İran-İsrail çatışması, günümüzde pek çok kişinin dikkatini çekiyor. “Savaşta önce gerçekler ölür” sözüne atıfta bulunarak, ben de bu karmaşık durumu anlamaya çalışıyorum. İsrail, savaş uçaklarıyla İran sınırını aşarak belirli hedefleri vurduğu ilk günün ardından, çatışmalar hâlâ devam ediyor. Bu çatışma oldukça ilginç, zira iki ülkenin doğrudan bir sınırı yok. Saldırı gerçekleştirmek için Suriye ve Irak hava sahalarının aşılması gerekiyor. Ayrıca, arada 1,500 kilometreden fazla mesafe bulunuyor. İsrail, Suriye’deki Esad yönetiminin zayıflaması sayesinde bu saldırıları gerçekleştirebiliyor çünkü önce Suriye’nin hava savunma sistemlerini etkisiz hale getirdiler. Ardından, kritik bir stratejik nokta olan Hermon Dağı’nın kontrolünü ele geçirerek, radarlar aracılığıyla tüm hava faaliyetlerini takip etmelerini sağladılar.
Neler biliyoruz?
Bu çatışmalarla ilgili bazı bilgilerimiz var. İsrail, ilk gün ve sonrasındaki saldırılarda İran hava savunma sistemini büyük ölçüde imha etti. Ancak, İran’dan gelen füze saldırıları devam etmekte. İran, “hipersonik” füzelerle İsrail’in şehirlerini hedef almaya devam ediyor. Saatte 1,235.5 kilometre olan ses hızının beş katından daha yüksek hızlara sahip olan bu füzeleri etkisiz hale getirmek için, hava savunma sistemlerindeki füzelerin de benzer hızlarda olması gerekiyor. Fakat, bu hızda etkin bir hava savunma sistemi henüz geliştirilmiş değil. İddialara göre, İran füzeleri dikey kalkışla atmosfere çıkıyor ve tespit edilmeden ilerleyerek, hedefe hipersonik hızla ulaşarak vuruyor.

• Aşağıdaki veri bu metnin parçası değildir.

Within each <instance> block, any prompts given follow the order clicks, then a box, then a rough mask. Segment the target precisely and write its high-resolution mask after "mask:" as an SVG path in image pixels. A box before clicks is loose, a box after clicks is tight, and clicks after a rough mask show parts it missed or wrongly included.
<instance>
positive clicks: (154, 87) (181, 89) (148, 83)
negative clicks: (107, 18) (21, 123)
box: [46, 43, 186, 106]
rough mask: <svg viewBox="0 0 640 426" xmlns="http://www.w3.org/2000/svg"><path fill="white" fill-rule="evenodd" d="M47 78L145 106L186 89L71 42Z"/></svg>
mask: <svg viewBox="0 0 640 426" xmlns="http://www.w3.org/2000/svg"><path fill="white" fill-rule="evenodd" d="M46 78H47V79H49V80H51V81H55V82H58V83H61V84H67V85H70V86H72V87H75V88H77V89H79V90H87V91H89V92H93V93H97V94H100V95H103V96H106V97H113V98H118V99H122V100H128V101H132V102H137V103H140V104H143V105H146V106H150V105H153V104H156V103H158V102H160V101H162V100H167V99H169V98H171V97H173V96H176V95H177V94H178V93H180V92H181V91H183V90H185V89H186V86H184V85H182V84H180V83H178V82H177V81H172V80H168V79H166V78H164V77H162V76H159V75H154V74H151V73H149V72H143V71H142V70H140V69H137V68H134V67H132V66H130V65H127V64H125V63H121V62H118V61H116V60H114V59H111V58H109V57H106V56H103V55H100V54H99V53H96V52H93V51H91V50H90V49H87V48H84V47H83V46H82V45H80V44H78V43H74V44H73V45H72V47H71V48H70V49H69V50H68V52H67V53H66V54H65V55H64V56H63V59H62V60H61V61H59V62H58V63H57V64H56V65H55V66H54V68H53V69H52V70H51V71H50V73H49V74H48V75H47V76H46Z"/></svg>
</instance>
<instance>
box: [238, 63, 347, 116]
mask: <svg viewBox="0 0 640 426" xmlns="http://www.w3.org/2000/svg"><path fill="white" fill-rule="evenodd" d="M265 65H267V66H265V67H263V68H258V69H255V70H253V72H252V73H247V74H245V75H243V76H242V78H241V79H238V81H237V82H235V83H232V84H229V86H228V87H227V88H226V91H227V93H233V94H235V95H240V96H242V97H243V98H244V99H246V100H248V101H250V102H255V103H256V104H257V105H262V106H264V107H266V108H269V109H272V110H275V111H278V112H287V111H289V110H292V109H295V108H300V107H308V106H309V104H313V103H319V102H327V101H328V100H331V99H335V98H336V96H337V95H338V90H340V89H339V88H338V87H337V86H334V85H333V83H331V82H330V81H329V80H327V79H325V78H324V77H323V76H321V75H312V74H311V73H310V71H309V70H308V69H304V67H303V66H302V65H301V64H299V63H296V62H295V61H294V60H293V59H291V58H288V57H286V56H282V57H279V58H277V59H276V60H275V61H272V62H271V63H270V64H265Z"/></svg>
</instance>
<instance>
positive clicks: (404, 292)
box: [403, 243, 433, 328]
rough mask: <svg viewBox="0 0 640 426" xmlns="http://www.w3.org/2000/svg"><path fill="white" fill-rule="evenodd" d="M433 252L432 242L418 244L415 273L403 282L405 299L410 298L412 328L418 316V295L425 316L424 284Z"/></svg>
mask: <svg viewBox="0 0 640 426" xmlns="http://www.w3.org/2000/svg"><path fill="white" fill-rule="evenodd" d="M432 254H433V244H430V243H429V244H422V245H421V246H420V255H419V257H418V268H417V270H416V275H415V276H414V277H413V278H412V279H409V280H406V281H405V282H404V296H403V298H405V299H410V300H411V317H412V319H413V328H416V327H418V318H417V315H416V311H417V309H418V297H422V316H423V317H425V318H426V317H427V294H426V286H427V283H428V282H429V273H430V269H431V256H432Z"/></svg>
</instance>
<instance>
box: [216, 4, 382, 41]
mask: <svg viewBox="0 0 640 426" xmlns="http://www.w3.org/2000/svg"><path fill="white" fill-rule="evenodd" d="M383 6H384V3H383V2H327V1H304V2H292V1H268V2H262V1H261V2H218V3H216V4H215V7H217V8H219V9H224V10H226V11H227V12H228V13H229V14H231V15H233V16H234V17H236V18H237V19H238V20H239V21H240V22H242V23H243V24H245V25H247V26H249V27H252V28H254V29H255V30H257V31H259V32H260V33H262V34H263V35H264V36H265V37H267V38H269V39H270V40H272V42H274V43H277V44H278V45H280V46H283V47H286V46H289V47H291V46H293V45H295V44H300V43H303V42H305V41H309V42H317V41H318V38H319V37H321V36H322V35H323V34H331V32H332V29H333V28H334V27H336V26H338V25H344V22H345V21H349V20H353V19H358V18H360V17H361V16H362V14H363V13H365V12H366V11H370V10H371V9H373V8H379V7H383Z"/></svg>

Sorular, sorular, sorular…
Olan biteni anlamaya çalışırken, 6 gündür süren çatışmalarda kimin daha fazla kayıp verdiğini merak ediyorum. Daha da önemlisi, bu uzak mesafeden yapılan saldırılarda kimin mühimmatının önce tükeneceği. Hangi ülkeden kime mühimmat desteği gelecek? Bu karşılıklı saldırılar, ne kadar süre devam ettirilebilir? Bu sorular, benim için profesyonel bir merakın ötesinde; TELE1 izleyicisine doğru bilgiyi sunmak adına yanıtlarını arıyorum. Dış politika uzmanı değilim, ancak bu tür çatışma dönemleri iç politikayı anlamak açısından da önemli bir dönüm noktası oluşturuyor.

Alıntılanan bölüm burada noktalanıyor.